Business is filled with terms thrown around as if everybody understands their meaning. Due diligence is one of those terms that you may understand on the surface but don’t know how to put it into practice. Let’s learn about due diligence and how to use it in a real world setting.
What does due diligence mean?
The dictionary definition says that due diligence is, “the care that a reasonable person exercises to avoid harm to other persons or their property.” In plain English, it is simply doing your homework. Before putting your business funds to work on anything, you should make yourself an expert. Often, due diligence is used to describe the investigation done before purchasing another company so let’s start there.
How do I perform due diligence?
Let’s assume that you are planning to buy out one of your competitors who is retiring. The business is attractive to you because it’s perfectly positioned in an area of town that is tough for your business to reach. Before you purchase the business, you (often with the help of professionals) will perform due diligence.
- Does the business have healthy cash flow?
- By looking at the books, can you tell where the revenue stream is coming from?
- If the company has physical assets, are they valued correctly and fairly?
- Are there any hidden liabilities?
- How reliable are its financial projections and what multiple is it placing on those earnings?
- Are the company documents complete? (Articles of incorporation, board meeting minutes, tax registration, etc.)
- Is the business up to date on its taxes?
- Does it lease property? If so, when does the lease end?
- What insurance information is provided and what is covered?
- Are there complete employee files including salary and benefits? (For a comprehensive list of employee due diligence, read this list.)
Of course, this is a very short list of the due diligence that would take place before purchasing another business but maybe you are not in the market to purchase a business. Maybe you’re planning to purchase a new building, add a new vendor or product line.
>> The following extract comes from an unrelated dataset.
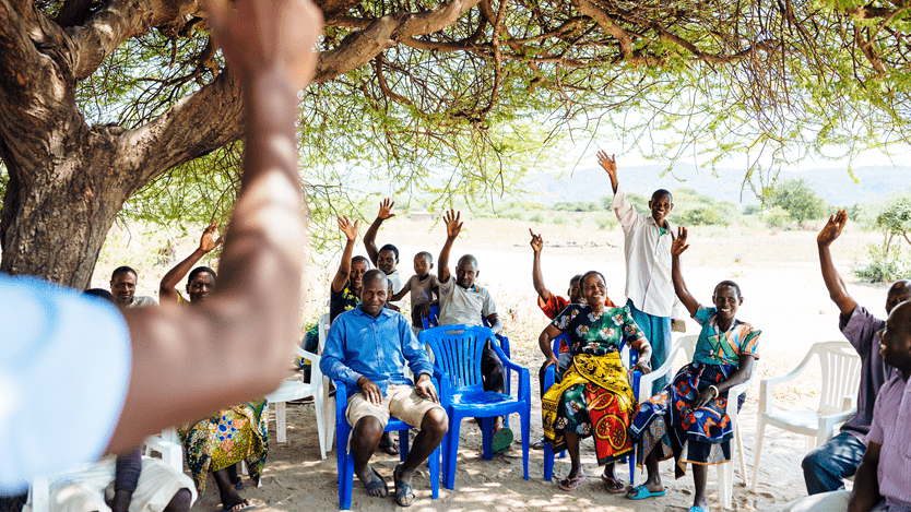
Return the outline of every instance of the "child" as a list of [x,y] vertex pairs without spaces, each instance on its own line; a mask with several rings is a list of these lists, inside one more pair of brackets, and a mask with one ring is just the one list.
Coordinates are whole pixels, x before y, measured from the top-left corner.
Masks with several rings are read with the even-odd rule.
[[760,331],[737,320],[744,298],[741,287],[732,281],[722,281],[714,287],[714,307],[706,308],[696,301],[681,271],[681,254],[688,247],[686,228],[682,227],[671,248],[672,279],[677,297],[702,331],[693,361],[677,372],[671,385],[639,405],[629,431],[642,441],[649,476],[644,484],[630,489],[627,498],[664,496],[658,463],[673,456],[676,478],[686,474],[687,462],[693,465],[696,492],[689,511],[705,512],[709,465],[731,460],[733,426],[725,413],[727,400],[737,400],[740,407],[745,397],[729,397],[727,390],[746,382],[753,373],[759,358],[756,349]]
[[406,293],[411,293],[411,325],[414,335],[424,330],[421,317],[430,315],[430,306],[438,302],[439,281],[430,274],[434,267],[434,255],[427,251],[414,255],[414,275],[405,282],[405,285],[398,293],[392,295],[392,301],[399,301]]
There are plenty of decisions you are likely to make where proper due diligence is key.
Purchasing Commercial Property
- Environmental Concerns - Does the property contain hazardous materials like asbestos, lead paint, or radon? If it does, have assessments done on the costs to mitigate the hazard. Does the property sit on a flood zone, active fault-line, or protected environment?
- Location - What are the mineral, gas, and oil rights to the property? How much traffic will pass by your business each day? Is it easy to enter and exit? Is there enough parking?
- Building inspection - A qualified building inspector will perform the inspection for you but, in the meantime, are there any liens on the property? Were all contractors who worked on the property paid by the previous owner?
- Code Compliance - Does the property comply with all building safety, and zoning codes?
- Performance Data - How did the current owner perform in this space? (obtain business information like profit/loss statements if possible)
Adding a Vendor
- Is the ordering process easy and straightforward?
- Do they have multiple warehouses in case a product is out of stock at one site?
- Is a warehouse close enough that shipping costs will be minimal?
- From the time of the order, how long until it arrives at your door?
- How often do they bill and what are the terms?
- If the company is manufacturing products for you, are they large enough that you can feel confident that any money paid upfront is safe?
- Are they willing to put special pricing in writing?
Adding an Employee
- Ask for three references and personally verify at least two.
- For professional positions, verify that the person has the credentials they listed on their resume. Ask for copies of degrees, certifications, and experience. When checking references, verify that they worked in the capacity listed on their resume.
- Test their skills to assure they have core knowledge. Make a test on your own or check with your industry trade group about ready-made assessments.
- Psychological testing is important for high stress positions. (More information here.)
- Perform a background check.
- With the candidate’s permission, perform a credit check if the position involves access to financial accounts or other related position.
- Conduct an interview and ask another trusted person to conduct another.
The Hard Truth
Due diligence is time consuming, inconvenient, tedious, and sometimes expensive. It goes beyond the basic checks you would normally make and it’s safe to say that if you didn’t find it to be about as fun as going to the dentist, you probably didn’t do it right. You should know just as much about the business or person as you do about your own business.
Above, we’ve outlined a brief overview of some of the due diligence questions you might answer when performing these common business activities. For other decisions, produce a checklist of your own and make sure to include the needed experts. Even if you’re in a financial field, you aren’t necessarily skilled at evaluating a company’s books, for example. It’s better to spend a little money now to avoid costly mistakes later.